Friday, 22 October 2010

Hens in the skirting board



In the Victoria Wood 'shoe-shop' sketch, Julie Walters apologises for the haphazard service by telling her customer 'we think we've got hens in the skirting board'. It has the pattern of normal speech, but is patently absurd. The roots of this sort of comedy, in a long line from Monty Python to The Mighty Boosh stem directly from the absurdist writings of 'A Resounding Tinkle' author N.F. Simpson.

The trouble is that in the fifty years since he wrote it, audiences have been exposed to so much more of the same thing in sketch shows and stand-up routines that the original now seems rather less shiny.

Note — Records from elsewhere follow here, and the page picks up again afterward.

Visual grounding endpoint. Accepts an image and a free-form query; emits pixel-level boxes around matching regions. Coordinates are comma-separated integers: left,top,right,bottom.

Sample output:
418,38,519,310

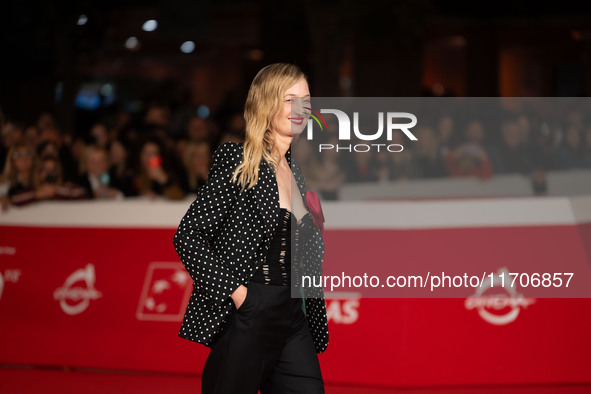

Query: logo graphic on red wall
325,292,361,324
136,262,192,322
53,264,102,315
0,269,22,302
465,267,535,325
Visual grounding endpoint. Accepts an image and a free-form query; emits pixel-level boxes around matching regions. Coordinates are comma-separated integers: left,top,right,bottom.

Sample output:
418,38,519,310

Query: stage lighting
142,20,158,32
77,14,88,26
180,41,195,53
125,37,140,50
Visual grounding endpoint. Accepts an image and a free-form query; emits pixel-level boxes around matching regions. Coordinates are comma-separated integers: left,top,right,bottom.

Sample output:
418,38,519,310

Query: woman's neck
272,136,291,163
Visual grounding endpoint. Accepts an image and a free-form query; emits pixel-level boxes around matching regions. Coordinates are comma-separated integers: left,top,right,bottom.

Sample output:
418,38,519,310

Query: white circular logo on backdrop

Simpson's plays work best when they are delivered with as much naturalism, in set, costumes and acting as possible and you may feel shortchanged in Kim Moakes' production with a mere suggestion of the domestic surroundings of Bro and Middie Paradock. Ben Higgins and Lizzy Mace make a convincing married couple even though their performances may come from observation rather than experience: Simpson was satirizing their middle-class preoccupations rather than middle age, the original actors were also in their 20's.

Mace is best when she steps out of Middie's flatly argumentative character to quiz the audience directly as a white-coated researcher in technical theatre, and this and another couple of short bursts of comedy featuring Alex Morgan and Hayley Richardson as the live 'home entertainment' the Paradocks prefer to the radio are what lift the level of the performance, perhaps because the sketch-like structure and pointed delivery have become more familiar to contemporary theatregoers.

There are two versions of this play: a one-acter compressed into fifty minutes and this full-length extension. In the superfluous second half, the actors become four critics assessing the merits of the play in random accents and drawn-out conversations which undermine the naturalistic dialogue and emphasise how slowly the time seems to pass.

In his ex-pat life in Spain, N.F. is known to his friends as 'Wally Simpson' in homonymic reference to the Duchess of Windsor. This in itself is funnier than the whole of the current production.